As of March 22, the Federal Reserve’s balance sheet had increased by almost $94.5 billion, an increase of $297 billion from the last week when the banking crisis began.
Hopes of a new QE drive the price of Bitcoin
Total, US central bank liabilities increased by $393 billion in the past two weeks to $8.734 trillion. This figure is close to the all-time high of $8.95 trillion from a year ago, when the Fed began its quantitative tightening program and reduced its assets by $600 billion.
The Fed released the data on March 23, coinciding with the price of Bitcoin (BTC) rising 5.5% towards $29,000. The increase came amid speculation that the Fed’s balance sheet expansion is the result of quantitative easing (QE).
But the Federal Reserve did not use the new dollar reserves to buy long-term Treasury bonds. Instead, The central bank reduced its US Treasury holdings by $3.5 billion to $7.937 trillion, suggesting that quantitative tightening is still in place to curb inflation.
On the other hand, the Fed’s balance sheet grew as it sent out short-term loans to the ailing banking sector.
In particular, as of March 22, the Fed reduced the use of its “discount window,” which helps commercial banks manage their short-term liquidity needs, by $42 billion. Instead, it allocated the same $42 billion to its new Bank Term Financing Program (BTFP).
The other $60 billion went to the Fed’s swap facility that provides liquidity to offshore banks.
The Fed’s tightening policy and credit facilities for regional and offshore banks risk deplete cash liquidity. This may drive the dollar’s valuation against other major foreign currencies, which, in turn, could drive the price of Bitcoin lower in the short term.
Interestingly, the US dollar index has gained 1.5% since the Fed’s balance sheet update.
Has the banking crisis peaked?
Yet the current credit crunch may not have peaked despite the Fed’s $393 billion in emergency loans to banks, given Janet Yellen’s blurry perspective on depositor insurance.

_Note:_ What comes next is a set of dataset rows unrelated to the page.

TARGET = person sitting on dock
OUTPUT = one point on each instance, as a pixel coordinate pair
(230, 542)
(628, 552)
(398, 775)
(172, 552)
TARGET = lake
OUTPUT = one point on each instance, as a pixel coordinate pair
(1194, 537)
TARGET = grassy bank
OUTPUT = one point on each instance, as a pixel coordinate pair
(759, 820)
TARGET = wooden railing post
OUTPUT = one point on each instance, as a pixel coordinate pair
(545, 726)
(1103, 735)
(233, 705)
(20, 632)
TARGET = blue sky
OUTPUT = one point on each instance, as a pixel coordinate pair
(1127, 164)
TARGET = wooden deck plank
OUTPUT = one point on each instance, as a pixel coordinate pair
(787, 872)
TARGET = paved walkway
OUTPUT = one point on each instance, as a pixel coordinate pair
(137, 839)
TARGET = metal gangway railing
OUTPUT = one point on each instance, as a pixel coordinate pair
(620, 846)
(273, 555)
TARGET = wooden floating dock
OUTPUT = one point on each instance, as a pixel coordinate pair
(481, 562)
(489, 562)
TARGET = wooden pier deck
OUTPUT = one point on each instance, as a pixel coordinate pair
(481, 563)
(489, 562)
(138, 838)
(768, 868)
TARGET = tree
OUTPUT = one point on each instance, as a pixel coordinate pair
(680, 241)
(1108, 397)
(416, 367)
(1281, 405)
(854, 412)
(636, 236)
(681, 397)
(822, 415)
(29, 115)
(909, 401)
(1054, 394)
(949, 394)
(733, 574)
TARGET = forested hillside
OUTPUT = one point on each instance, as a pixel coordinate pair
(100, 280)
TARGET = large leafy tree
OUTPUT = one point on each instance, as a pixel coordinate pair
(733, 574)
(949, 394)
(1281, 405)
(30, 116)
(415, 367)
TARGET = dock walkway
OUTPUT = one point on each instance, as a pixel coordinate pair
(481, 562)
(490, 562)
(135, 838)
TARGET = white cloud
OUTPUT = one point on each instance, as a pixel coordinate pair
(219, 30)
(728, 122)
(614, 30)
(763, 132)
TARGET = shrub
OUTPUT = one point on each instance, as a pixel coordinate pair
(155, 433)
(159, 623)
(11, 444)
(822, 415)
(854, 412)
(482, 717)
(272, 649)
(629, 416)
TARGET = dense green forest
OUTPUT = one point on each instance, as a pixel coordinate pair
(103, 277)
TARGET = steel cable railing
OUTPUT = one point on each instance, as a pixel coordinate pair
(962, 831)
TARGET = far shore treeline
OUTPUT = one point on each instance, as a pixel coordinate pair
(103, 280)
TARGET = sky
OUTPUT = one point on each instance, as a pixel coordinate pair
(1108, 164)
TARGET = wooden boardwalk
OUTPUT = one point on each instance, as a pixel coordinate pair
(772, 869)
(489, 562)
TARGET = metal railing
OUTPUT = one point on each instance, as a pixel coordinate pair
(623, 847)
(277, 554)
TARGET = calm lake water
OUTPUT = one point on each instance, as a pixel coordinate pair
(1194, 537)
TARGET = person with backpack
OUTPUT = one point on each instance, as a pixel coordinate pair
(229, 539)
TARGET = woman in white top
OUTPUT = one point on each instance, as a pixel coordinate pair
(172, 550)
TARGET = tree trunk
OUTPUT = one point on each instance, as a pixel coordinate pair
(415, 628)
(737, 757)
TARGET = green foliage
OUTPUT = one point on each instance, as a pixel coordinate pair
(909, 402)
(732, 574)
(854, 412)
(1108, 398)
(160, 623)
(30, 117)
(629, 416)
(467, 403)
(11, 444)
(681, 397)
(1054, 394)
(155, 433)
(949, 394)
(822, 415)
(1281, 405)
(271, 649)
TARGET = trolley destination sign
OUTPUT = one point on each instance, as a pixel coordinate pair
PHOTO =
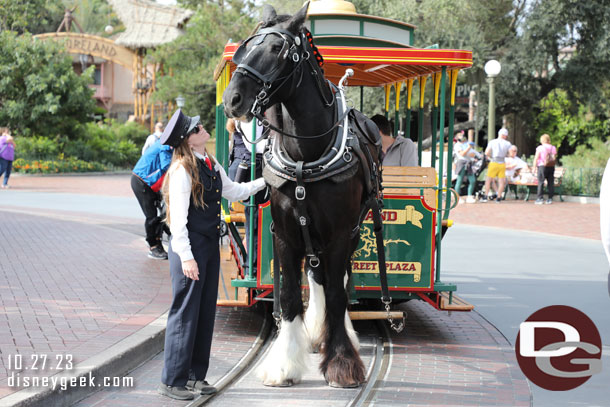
(408, 227)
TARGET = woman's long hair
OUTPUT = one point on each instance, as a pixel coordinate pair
(183, 155)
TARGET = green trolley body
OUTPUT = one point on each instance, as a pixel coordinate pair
(417, 200)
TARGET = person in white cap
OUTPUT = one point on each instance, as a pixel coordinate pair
(496, 151)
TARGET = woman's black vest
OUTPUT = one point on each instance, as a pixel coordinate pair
(206, 220)
(240, 152)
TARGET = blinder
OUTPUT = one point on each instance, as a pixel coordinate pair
(289, 51)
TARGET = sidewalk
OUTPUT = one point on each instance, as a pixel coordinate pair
(71, 290)
(77, 283)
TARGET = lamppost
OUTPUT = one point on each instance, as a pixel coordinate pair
(180, 102)
(492, 69)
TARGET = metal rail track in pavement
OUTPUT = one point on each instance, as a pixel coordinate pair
(241, 386)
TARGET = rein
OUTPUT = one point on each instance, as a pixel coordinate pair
(293, 43)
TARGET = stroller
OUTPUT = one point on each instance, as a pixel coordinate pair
(477, 165)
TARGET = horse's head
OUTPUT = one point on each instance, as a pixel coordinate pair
(266, 64)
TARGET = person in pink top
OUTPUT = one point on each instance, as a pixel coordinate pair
(544, 161)
(7, 155)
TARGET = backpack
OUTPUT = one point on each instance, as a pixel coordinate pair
(550, 159)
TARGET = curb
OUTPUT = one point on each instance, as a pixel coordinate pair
(116, 361)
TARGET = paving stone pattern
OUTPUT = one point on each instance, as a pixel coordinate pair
(234, 332)
(72, 288)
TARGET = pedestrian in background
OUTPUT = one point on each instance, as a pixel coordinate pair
(465, 153)
(146, 182)
(7, 155)
(496, 151)
(514, 165)
(193, 188)
(544, 161)
(153, 138)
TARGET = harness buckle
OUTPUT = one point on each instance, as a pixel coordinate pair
(299, 192)
(314, 261)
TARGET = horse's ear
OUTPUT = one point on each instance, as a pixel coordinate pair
(297, 20)
(269, 15)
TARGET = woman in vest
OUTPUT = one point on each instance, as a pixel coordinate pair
(193, 189)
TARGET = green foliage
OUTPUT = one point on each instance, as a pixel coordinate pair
(593, 154)
(570, 125)
(581, 181)
(24, 166)
(108, 143)
(94, 15)
(111, 144)
(193, 57)
(37, 148)
(40, 94)
(535, 62)
(34, 16)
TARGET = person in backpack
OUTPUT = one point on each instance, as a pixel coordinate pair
(146, 182)
(544, 161)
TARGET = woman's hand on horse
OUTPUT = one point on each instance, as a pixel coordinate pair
(190, 269)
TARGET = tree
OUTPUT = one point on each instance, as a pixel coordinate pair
(40, 94)
(192, 58)
(34, 16)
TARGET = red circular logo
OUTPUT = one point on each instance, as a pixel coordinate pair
(558, 348)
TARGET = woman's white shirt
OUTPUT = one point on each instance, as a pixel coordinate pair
(180, 198)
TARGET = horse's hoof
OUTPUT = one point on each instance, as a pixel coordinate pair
(343, 386)
(285, 383)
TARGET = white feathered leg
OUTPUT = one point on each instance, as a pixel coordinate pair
(285, 363)
(351, 332)
(315, 314)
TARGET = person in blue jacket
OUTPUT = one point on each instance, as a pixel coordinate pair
(146, 181)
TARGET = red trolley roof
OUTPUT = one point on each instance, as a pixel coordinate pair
(376, 66)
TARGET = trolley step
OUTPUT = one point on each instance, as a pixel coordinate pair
(457, 303)
(366, 315)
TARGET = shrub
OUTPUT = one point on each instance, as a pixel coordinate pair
(24, 166)
(37, 148)
(111, 144)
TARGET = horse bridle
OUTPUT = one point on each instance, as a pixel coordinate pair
(294, 48)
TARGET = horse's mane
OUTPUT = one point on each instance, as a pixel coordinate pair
(282, 18)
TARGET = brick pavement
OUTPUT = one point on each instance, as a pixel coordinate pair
(234, 332)
(561, 218)
(70, 287)
(452, 359)
(459, 358)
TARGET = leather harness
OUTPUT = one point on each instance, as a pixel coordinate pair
(351, 136)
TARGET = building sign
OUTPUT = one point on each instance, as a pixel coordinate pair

On March 21, the US Treasury Secretary confirmed protection for uninsured depositors of more than $250,000 “if smaller institutions experience deposit runs” like those witnessed at Silicon Valley Bank and Signature Bank.
But Yellen did a 180-degree turn the next day by testifying before the Senate that she had not considered “general deposit insurance or guarantee.” Bank shares plummeted in response to his statement, causing another U-turn.

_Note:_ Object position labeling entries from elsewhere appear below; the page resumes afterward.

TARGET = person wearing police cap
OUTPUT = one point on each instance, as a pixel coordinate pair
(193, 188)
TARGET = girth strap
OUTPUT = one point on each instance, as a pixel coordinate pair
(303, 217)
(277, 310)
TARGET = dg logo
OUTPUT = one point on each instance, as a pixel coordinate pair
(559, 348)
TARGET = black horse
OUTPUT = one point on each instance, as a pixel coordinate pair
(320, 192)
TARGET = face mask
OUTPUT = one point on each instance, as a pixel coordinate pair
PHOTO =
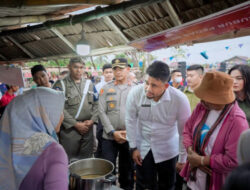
(178, 79)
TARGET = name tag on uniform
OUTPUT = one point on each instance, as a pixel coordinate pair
(146, 105)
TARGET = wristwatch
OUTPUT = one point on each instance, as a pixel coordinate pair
(132, 150)
(111, 133)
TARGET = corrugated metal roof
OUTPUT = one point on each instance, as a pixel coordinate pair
(134, 24)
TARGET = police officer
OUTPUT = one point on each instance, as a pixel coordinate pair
(112, 105)
(80, 112)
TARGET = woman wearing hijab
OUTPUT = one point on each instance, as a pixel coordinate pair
(212, 132)
(241, 87)
(30, 156)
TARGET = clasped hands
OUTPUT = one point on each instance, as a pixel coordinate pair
(196, 161)
(83, 127)
(120, 136)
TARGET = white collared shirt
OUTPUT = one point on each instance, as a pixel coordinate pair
(157, 125)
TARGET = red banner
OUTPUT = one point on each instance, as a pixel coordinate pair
(232, 19)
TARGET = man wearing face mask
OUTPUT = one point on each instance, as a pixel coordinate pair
(40, 76)
(177, 80)
(155, 117)
(212, 132)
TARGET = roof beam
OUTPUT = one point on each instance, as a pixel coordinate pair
(65, 40)
(116, 29)
(21, 47)
(10, 21)
(85, 17)
(172, 13)
(27, 3)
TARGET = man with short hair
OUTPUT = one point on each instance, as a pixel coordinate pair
(112, 108)
(80, 112)
(194, 77)
(108, 76)
(155, 117)
(40, 76)
(177, 80)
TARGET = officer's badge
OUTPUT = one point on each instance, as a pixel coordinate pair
(111, 105)
(101, 91)
(111, 90)
(58, 89)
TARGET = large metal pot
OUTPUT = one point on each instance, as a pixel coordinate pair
(91, 174)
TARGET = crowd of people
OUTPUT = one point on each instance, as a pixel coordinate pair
(166, 133)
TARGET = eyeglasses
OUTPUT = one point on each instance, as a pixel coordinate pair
(238, 78)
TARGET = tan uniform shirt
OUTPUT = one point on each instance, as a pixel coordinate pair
(112, 107)
(73, 95)
(77, 145)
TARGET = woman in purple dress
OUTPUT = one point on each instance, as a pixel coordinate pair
(30, 155)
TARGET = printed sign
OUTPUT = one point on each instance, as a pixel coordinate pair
(232, 19)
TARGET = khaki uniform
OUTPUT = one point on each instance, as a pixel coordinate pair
(75, 144)
(112, 107)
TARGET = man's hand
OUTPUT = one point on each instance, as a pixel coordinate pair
(179, 166)
(81, 127)
(206, 170)
(137, 157)
(89, 123)
(120, 136)
(194, 159)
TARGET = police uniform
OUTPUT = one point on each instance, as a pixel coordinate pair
(75, 144)
(112, 108)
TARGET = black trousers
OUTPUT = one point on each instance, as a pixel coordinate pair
(179, 182)
(110, 150)
(99, 132)
(160, 176)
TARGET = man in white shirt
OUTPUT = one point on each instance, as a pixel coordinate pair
(155, 117)
(108, 76)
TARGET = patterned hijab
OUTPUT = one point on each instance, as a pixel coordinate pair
(27, 127)
(243, 152)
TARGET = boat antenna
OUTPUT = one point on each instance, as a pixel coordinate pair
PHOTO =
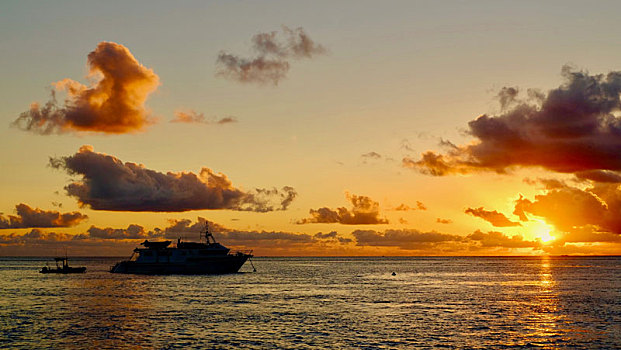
(207, 233)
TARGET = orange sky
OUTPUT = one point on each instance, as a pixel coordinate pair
(344, 128)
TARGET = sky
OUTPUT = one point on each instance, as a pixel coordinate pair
(323, 128)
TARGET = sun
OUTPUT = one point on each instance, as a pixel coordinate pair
(542, 230)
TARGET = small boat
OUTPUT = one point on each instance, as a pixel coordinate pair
(63, 268)
(198, 258)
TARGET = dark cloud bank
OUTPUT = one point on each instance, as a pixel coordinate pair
(275, 51)
(105, 182)
(573, 128)
(365, 211)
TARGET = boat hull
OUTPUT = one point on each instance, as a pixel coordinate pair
(203, 266)
(64, 270)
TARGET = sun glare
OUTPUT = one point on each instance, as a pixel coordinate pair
(542, 231)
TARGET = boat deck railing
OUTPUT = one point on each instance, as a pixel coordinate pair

Yellen then told the House on March 23 that authorities “would be prepared to take additional action if warranted.”
Janet Yellen is too old, incompetent or a liar.

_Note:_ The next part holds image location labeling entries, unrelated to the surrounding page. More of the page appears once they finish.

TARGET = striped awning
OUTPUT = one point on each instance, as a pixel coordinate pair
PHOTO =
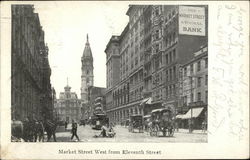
(192, 113)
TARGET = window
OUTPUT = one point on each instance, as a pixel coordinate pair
(206, 80)
(206, 95)
(156, 11)
(157, 34)
(206, 63)
(191, 68)
(167, 58)
(199, 81)
(157, 47)
(174, 91)
(185, 71)
(174, 37)
(167, 75)
(170, 74)
(199, 96)
(192, 97)
(174, 54)
(198, 66)
(174, 74)
(170, 56)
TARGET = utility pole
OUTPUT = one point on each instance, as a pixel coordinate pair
(191, 108)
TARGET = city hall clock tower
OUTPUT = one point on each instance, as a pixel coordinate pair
(87, 78)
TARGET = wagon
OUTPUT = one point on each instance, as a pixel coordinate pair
(136, 123)
(162, 121)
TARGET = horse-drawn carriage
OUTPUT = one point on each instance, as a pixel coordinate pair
(136, 122)
(162, 121)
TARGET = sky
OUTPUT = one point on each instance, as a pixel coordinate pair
(66, 25)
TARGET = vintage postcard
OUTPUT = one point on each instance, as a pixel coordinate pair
(124, 80)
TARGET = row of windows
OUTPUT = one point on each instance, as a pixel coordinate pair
(157, 95)
(171, 73)
(171, 56)
(198, 97)
(198, 67)
(124, 114)
(171, 39)
(171, 90)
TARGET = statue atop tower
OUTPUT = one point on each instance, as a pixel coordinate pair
(87, 78)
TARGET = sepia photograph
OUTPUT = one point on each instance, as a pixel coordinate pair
(155, 86)
(124, 79)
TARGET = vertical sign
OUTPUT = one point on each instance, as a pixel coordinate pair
(192, 21)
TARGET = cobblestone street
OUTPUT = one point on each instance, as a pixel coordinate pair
(86, 134)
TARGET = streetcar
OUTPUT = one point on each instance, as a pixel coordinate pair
(162, 120)
(136, 123)
(98, 120)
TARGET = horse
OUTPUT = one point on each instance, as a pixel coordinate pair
(39, 131)
(50, 129)
(17, 131)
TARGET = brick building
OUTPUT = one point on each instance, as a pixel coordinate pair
(68, 106)
(31, 94)
(143, 62)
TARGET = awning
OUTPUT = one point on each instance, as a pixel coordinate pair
(179, 116)
(157, 110)
(144, 101)
(98, 108)
(149, 101)
(146, 116)
(195, 113)
(97, 104)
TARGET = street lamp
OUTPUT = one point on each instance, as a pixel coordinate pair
(191, 108)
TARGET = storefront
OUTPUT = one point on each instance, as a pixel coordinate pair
(196, 115)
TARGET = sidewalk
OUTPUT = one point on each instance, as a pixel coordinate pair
(181, 130)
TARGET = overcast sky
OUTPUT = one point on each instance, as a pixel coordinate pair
(66, 25)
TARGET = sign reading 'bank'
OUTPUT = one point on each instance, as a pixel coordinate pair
(192, 20)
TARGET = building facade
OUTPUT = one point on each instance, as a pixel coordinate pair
(149, 53)
(31, 94)
(68, 106)
(87, 78)
(95, 103)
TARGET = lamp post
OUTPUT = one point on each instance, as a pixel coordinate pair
(191, 108)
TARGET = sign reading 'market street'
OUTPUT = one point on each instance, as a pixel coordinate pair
(192, 20)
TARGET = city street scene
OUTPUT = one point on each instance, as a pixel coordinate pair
(112, 72)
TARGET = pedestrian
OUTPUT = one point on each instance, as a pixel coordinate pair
(66, 125)
(190, 125)
(74, 130)
(26, 129)
(111, 132)
(104, 131)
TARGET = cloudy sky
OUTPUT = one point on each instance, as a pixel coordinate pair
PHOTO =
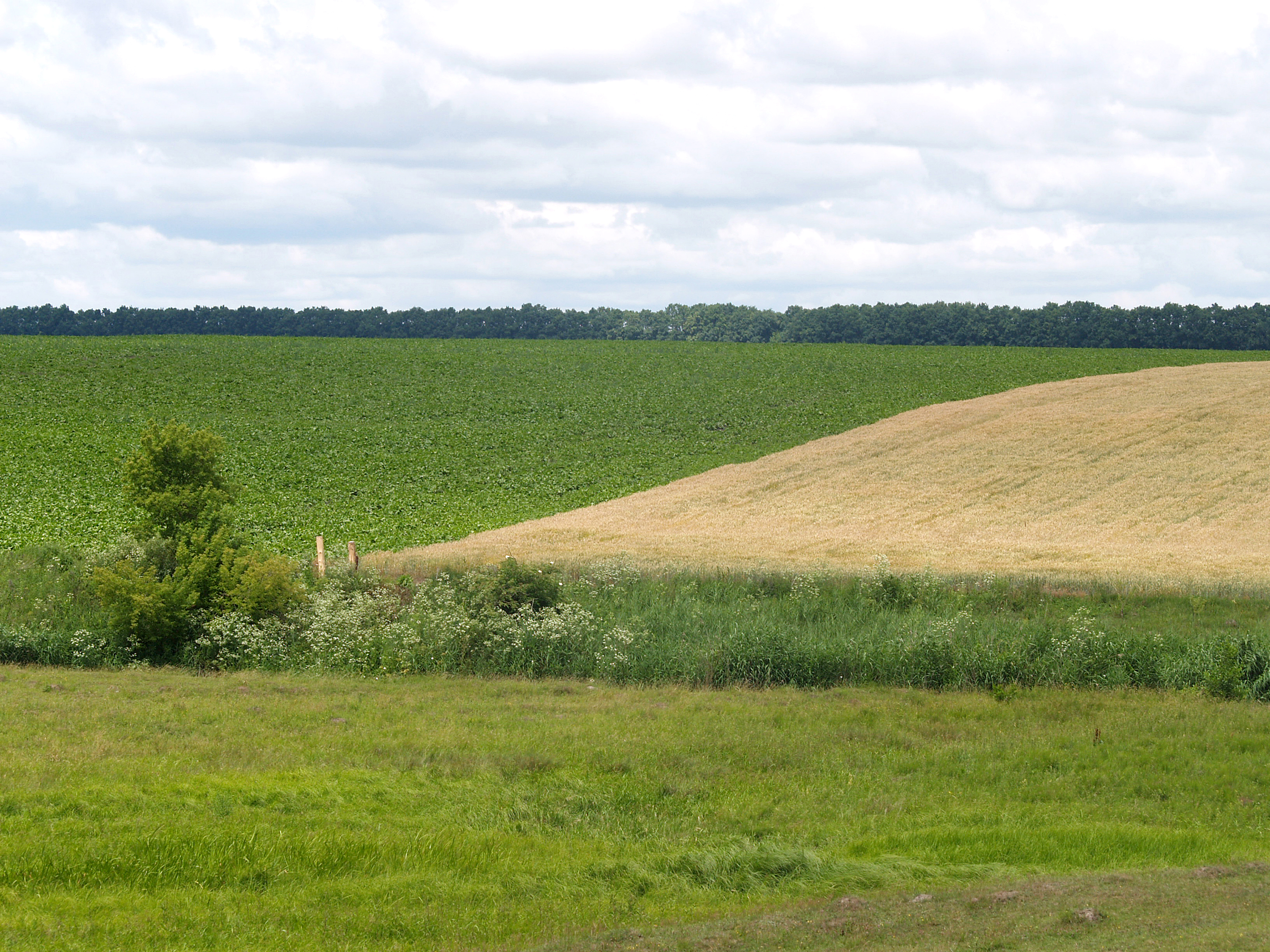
(394, 153)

Choose your poison. https://t.co/Vy8CJZm2x1
— The Wolf Of All Streets (@scottmelker) March 23, 2023
Janet Yellen is either too old, incompetent, or a liar.
Choose your poison.
In any case, the market will have to wait for next week’s balance sheet data to determine whether or not the Fed’s liabilities are declining.
But if these emergency credit lines keep increasing after more banks fail, then QE will be inevitable, similar to what happened after the 2008 global financial crisis.
“The return of (stealth) QE via the BTFP and opening of daily Swap Lines with friendly foreign Central Banks clearly signals that sovereign debt will be monetized and currencies will be further debased. The endgame is now undeniable.” https://t.co/s5enNAJCZi
—Balaji (@balajis) March 24, 2023
“The return of (stealth) QE via the BTFP and the opening of daily swap lines with friendly foreign central banks clearly indicates that sovereign debt will be monetized and currencies further debased. The endgame is now undeniable.”
BTC price technical data points to $40,000
An expanding balance sheet, with or without QE, has proven bullish for Bitcoin in the past. This correlation will continue if the banking crisis deepens, according to Stack Hodler, the author of the cryptocurrency-focused newsletter Stack Macro.
“BTFP, Swap Lines, TPI – it’s all QE,” the analyst noted, adding:
“It all leads to balance sheet expansion and fiat currency dilution despite the fact that many Central Bank fans will tell you otherwise.”
From a technical perspective, the Bitcoin price is well positioned to reach $40,000 in June, or 50% higher than the current price.
As illustrated above, the bullish target originates from the breakout setup of the Bitcoin Inverse Head and Shoulders (IH&S) pattern on the weekly chart.